И вот тут-то услыхал:
— Эй, Михаил, погодь!
— А?
— Я насчет моделек… Когда, говоришь, привезешь?
— Да завтра, к вечеру ближе.
— Мне бы это… на них взглянуть бы, когда в магазине никого нету… А то… честно признаться… стыдно как-то… Свои деревенские засмеют, как узнают.
— Зря, между прочим, посмеются, — Ратников сдержал радость. — Если захочешь, я к тебе сразу из города и заеду. Модельки занесу — у себя и посмотришь, может, чего-нибудь и возьмешь.
— О! — обрадовался Горелухин. — Это вообще здорово будет! Если, конечно, не затрудню.
— Ну, что ты! Свои люди — сочтемся.
Дома у Геннадия была представлена целая эпоха! Ратников, как вошел — так присвистнул, увидев любовно сделанные хозяином стеллажи с застекленными полочками.
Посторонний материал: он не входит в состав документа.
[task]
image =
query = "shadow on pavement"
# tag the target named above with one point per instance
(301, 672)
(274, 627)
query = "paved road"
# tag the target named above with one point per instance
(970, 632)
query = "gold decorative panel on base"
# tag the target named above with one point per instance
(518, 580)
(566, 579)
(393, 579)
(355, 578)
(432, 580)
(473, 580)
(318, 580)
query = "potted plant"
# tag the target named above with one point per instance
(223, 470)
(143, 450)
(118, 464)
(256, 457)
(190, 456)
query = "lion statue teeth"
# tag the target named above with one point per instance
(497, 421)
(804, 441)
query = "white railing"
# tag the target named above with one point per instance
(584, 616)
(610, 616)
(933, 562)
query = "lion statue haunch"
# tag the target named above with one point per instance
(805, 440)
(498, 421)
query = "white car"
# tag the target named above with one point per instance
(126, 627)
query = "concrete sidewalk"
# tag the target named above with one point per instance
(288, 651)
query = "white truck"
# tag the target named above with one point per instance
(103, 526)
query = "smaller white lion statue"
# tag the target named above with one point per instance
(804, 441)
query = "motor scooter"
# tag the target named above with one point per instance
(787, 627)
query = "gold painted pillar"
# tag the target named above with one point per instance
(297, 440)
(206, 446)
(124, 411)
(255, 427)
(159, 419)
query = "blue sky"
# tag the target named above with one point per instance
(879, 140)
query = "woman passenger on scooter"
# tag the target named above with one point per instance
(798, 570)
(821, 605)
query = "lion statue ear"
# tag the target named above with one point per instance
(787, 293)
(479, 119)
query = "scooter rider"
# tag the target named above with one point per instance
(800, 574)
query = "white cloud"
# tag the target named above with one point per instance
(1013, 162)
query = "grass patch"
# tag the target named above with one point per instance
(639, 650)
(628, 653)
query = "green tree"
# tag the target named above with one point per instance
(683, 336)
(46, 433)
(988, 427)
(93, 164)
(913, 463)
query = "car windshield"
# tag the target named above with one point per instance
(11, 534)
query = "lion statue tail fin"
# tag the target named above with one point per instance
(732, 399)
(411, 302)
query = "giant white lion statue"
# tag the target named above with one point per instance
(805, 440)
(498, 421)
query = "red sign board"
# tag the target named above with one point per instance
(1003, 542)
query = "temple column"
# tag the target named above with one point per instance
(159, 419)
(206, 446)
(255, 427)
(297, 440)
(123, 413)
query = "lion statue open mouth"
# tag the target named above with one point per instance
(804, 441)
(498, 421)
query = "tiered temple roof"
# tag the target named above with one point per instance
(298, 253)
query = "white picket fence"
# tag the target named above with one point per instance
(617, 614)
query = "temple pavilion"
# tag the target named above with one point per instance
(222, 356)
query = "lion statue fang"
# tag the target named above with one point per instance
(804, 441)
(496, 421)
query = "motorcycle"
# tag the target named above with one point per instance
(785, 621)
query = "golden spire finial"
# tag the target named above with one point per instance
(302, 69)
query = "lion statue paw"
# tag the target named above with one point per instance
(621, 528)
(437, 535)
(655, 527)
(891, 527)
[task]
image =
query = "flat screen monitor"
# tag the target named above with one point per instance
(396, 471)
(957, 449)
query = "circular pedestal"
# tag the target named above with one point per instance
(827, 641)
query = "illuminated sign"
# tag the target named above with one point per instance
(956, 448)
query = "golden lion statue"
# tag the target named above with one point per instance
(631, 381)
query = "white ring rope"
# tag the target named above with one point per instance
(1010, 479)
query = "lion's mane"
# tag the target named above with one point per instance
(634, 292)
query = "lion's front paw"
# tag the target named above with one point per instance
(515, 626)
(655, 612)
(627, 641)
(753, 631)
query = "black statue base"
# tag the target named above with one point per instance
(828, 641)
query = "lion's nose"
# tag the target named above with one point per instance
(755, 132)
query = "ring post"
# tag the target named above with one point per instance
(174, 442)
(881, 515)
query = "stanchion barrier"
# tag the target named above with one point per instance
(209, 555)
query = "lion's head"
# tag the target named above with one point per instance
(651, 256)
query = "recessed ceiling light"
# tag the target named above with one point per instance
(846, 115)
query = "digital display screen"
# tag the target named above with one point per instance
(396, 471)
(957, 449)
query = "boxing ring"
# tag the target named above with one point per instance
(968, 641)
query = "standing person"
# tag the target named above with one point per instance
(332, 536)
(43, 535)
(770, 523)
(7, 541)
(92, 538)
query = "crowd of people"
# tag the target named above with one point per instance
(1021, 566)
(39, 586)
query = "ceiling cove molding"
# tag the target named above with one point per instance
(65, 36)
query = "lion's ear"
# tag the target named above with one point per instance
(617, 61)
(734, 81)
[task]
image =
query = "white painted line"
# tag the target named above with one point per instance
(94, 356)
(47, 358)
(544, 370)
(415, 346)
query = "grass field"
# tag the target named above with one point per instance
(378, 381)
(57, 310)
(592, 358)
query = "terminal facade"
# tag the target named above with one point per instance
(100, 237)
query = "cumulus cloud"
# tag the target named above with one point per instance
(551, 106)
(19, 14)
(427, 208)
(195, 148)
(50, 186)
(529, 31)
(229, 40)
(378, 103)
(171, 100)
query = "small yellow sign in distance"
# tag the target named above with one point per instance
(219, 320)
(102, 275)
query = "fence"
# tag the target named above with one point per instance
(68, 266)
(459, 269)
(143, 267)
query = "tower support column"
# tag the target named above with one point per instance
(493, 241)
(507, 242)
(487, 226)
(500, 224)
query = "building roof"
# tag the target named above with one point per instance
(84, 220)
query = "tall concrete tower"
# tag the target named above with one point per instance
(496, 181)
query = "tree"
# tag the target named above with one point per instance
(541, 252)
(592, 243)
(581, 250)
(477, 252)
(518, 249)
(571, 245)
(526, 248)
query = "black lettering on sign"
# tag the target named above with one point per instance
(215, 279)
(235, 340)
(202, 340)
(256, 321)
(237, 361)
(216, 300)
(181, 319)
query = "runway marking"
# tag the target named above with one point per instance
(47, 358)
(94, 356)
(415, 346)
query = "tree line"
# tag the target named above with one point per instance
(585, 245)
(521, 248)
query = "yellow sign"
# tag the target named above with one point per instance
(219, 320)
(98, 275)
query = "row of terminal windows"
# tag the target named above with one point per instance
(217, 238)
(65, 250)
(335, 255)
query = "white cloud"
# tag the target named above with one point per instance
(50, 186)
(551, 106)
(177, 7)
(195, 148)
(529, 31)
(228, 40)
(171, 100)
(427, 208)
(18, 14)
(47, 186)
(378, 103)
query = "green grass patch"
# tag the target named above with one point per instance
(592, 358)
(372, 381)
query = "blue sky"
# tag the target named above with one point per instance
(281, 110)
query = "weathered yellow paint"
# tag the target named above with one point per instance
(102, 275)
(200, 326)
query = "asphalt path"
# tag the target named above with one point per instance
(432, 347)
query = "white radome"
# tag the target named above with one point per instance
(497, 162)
А в них — модели, модели, модели… С полсотни штук было — точно!
— Это я еще в школе начал, — Горелухин с гордостью обвел свое богатство рукою. — Вон, видишь, «жигули», «копеечка», желтенькая? Шесть рублей тогда стоила — деньги немеряные! Я мальчишкой еще был — в лесхозе подработал, елки высаживал.
— Да, «копеечка», — мечтательно улыбнулся Миша. — У меня тоже когда-то такая была… да потом делась куда-то. Во! И «сороковой» «Москвич» был!